An f-string with no interpolations is equivalent to a regular string:
let plain: String = f"no interpolation here"
Adjacent Interpolations
Multiple {expr} blocks can appear next to each other without separator text:
let a: String = "hello"
let b: String = "world"
let joined: String = f"{a}{b}"
// joined == "helloworld"
Expressions in Interpolation
You can use arithmetic and function calls directly inside {}:
let count: Int = 42
let msg: String = f"The answer is {count}"

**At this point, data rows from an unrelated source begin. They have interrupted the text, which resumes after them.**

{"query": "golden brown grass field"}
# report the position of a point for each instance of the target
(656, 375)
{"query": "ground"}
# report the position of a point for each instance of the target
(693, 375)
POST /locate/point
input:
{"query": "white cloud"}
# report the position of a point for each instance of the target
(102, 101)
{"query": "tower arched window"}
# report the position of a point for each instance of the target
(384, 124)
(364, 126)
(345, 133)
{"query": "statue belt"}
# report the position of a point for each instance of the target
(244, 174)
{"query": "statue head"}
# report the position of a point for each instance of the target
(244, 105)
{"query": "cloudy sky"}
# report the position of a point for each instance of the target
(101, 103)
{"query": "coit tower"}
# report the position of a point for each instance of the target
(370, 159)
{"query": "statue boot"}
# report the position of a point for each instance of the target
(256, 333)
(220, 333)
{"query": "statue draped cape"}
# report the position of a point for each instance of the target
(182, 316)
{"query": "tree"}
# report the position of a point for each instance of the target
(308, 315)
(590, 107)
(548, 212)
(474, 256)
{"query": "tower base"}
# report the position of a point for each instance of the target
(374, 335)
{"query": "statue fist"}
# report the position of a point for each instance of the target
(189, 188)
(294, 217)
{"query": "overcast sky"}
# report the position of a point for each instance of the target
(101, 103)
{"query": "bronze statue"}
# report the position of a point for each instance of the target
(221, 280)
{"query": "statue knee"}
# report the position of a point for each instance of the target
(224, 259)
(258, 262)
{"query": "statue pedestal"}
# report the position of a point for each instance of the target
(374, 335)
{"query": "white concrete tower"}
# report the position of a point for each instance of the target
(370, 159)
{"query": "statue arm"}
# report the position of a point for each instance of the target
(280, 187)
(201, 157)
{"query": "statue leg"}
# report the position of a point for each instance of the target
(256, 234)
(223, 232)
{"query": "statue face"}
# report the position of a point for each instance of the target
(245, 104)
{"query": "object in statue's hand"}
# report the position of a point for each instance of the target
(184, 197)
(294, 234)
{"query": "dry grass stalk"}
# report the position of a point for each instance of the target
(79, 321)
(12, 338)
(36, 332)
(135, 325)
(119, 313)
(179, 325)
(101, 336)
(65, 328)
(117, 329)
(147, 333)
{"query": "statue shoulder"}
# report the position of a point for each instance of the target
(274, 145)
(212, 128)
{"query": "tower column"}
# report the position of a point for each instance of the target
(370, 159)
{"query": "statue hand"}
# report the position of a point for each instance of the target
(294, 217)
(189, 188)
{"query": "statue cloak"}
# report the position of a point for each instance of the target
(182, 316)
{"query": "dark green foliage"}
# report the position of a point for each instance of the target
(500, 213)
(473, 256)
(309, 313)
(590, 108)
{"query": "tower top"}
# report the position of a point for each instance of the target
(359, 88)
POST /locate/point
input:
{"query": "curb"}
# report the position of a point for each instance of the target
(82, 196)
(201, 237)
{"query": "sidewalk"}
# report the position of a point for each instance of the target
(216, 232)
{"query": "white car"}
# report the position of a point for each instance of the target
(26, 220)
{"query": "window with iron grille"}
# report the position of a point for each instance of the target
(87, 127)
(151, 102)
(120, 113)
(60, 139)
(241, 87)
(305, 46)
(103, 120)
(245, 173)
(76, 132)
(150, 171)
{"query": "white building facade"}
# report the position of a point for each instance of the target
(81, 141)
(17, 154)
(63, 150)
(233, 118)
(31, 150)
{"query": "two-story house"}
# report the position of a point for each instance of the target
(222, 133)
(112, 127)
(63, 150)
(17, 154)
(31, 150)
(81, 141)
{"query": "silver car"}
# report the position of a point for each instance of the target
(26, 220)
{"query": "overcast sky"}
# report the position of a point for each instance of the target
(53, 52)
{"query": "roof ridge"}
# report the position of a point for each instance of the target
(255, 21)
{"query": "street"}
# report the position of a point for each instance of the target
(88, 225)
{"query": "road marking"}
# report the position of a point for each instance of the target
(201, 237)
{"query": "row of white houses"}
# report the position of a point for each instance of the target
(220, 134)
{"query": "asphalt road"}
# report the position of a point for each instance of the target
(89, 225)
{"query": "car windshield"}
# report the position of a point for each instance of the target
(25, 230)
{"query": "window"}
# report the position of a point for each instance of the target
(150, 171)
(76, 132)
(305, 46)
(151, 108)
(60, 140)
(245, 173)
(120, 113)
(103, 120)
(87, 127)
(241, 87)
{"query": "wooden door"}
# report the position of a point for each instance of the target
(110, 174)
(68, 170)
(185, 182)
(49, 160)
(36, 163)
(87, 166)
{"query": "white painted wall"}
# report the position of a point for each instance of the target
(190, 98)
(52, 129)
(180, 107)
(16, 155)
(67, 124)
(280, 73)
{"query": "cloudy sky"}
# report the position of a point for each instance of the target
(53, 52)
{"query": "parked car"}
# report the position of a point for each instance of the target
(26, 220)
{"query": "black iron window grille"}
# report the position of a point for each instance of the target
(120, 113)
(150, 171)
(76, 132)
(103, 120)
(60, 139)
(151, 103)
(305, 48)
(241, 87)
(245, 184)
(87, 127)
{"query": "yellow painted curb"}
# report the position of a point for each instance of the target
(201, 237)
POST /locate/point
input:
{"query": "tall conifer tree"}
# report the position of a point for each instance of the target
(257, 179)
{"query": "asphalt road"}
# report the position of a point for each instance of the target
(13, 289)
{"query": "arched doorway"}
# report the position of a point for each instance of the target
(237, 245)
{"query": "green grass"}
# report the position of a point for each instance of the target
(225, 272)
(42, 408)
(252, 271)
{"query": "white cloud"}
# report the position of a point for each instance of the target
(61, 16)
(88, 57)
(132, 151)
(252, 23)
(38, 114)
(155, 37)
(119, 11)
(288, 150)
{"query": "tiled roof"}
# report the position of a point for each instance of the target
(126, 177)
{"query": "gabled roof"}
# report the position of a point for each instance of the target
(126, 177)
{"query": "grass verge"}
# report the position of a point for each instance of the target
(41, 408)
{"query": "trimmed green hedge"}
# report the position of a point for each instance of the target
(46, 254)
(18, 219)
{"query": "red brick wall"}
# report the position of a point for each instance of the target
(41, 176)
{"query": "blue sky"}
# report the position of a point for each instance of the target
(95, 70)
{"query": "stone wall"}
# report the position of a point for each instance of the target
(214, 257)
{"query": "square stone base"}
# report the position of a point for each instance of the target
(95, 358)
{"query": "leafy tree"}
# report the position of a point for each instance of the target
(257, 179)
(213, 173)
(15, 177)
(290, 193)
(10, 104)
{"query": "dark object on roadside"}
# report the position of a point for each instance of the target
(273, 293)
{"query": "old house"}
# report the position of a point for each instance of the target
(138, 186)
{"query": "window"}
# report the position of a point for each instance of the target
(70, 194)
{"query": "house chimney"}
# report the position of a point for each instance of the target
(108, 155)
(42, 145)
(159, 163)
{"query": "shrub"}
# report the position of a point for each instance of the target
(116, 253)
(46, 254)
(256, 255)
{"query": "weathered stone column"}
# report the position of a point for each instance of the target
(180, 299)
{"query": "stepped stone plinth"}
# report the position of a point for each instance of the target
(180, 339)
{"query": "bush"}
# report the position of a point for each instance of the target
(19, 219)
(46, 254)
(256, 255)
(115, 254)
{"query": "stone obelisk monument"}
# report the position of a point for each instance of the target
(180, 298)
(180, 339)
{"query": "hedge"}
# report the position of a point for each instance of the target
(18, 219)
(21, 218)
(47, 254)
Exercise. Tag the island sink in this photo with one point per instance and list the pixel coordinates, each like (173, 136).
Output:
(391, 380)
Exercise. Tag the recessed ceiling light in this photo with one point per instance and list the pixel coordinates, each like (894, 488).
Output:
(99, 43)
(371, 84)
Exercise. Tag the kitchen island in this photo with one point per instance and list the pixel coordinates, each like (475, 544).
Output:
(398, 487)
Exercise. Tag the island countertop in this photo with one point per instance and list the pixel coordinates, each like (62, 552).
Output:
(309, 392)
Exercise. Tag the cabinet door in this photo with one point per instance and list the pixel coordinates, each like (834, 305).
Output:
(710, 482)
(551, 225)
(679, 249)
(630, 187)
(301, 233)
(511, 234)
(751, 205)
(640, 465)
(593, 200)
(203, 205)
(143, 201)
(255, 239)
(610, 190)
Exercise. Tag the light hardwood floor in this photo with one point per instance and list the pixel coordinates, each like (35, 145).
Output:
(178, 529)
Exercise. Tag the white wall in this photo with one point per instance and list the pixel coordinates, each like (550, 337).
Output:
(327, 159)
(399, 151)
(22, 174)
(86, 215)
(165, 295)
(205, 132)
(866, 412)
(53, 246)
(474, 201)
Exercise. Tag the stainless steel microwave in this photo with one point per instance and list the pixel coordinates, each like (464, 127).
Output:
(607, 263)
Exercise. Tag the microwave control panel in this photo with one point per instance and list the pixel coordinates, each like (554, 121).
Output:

let calc: String = f"Double: {count * 2}"
Restrictions
- F-strings cannot be used inside contract expressions (
requires/ensures). - Nested f-strings are not supported in the current version.
:::note[String Caveat]
String operations like substring use byte offsets, not Unicode character boundaries. For ASCII text this is transparent, but multi-byte characters (e.g., "ō" in "Kōdo") occupy more than one byte. Unicode-aware string indexing is planned for a future release.